A similar measure of distance to the centroid was used by Koopmans-van Beinum (1980: 55-62) to investigate the differences in vowel quality in different speaking styles in Dutch. Harmegnies and Poch-Olivé (1992) calculated the Euclidean distances of vowels from schwa (defined as: F1 = 500 Hz, F2 = 1500 Hz) and the centralisation indices as the differences between vowel-schwa distance for a given vowel in laboratory speech, and in spontaneous speech in Spanish. Similarly, Laan (1997) calculated the Euclidean distances of vowels in different speaking styles from “ideal” formant frequencies measured in vowels produced in isolation. A slight drawback of our approach may be the use of a common centroid for all female / male speakers rather than using speaker-specific centroids. Unfortunately, the available recordings (both spontaneous speech and read text; for details see Chapter 2) were not specifically designed for investigations of speakers’ vowel systems, and any efforts to collect representative sample from these recordings were expected to provide rather unreliable results. We assumed, however, that the possible inaccuracies in centroid position were not very large, and this simplification should be appropriate for the purpose of comparing distances between the successive mentions of words, rather than using their absolute values to compare between speakers. Moreover, as mentioned above, all vowels with a distance to the centroid less than 1 Bark, which were at most risk to present misleading values of distance to the centroid, were excluded from the analyses.

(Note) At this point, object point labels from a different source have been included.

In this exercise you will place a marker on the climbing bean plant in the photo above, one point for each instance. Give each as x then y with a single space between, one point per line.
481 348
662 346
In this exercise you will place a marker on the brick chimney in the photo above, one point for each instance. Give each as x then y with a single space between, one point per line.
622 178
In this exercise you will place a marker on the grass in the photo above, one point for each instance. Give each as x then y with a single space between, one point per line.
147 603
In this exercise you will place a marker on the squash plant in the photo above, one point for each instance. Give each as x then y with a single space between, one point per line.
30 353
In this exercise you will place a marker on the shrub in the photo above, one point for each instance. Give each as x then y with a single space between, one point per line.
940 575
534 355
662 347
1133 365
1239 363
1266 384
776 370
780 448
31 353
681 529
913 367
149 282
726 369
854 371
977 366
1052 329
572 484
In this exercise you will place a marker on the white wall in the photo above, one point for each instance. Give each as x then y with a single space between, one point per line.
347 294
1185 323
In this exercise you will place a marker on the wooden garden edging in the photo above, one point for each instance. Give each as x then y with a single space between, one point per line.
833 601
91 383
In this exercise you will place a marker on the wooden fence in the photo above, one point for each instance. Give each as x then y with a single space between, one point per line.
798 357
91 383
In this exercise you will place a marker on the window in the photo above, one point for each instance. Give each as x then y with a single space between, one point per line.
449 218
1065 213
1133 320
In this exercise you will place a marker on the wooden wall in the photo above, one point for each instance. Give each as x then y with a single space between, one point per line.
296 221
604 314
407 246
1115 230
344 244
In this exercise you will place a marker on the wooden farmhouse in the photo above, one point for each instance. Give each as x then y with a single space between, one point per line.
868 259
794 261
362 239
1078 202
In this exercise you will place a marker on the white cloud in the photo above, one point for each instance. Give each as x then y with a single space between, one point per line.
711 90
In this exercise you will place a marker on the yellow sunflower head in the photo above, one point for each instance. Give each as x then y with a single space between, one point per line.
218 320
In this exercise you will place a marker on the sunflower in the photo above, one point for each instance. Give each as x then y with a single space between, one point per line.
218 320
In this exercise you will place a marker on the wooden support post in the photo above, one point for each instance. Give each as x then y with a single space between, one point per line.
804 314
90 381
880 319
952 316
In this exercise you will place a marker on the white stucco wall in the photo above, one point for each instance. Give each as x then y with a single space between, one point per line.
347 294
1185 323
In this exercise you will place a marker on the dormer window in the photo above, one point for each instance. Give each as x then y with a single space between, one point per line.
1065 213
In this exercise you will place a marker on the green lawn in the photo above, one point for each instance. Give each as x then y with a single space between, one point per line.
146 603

Apart from the measures directly concerning the observed word tokens, we calculated the local articulation rate in the speech fragment surrounding the observed word (approximately 1 second on each side). The value was determined as the number of syllables divided by clean speech duration in seconds, in the speech fragment excluding the observed content word. The procedure was comparable43 to that used in the previous chapter investigating the realisations of English function words (see Section 3.2.3.4 for details).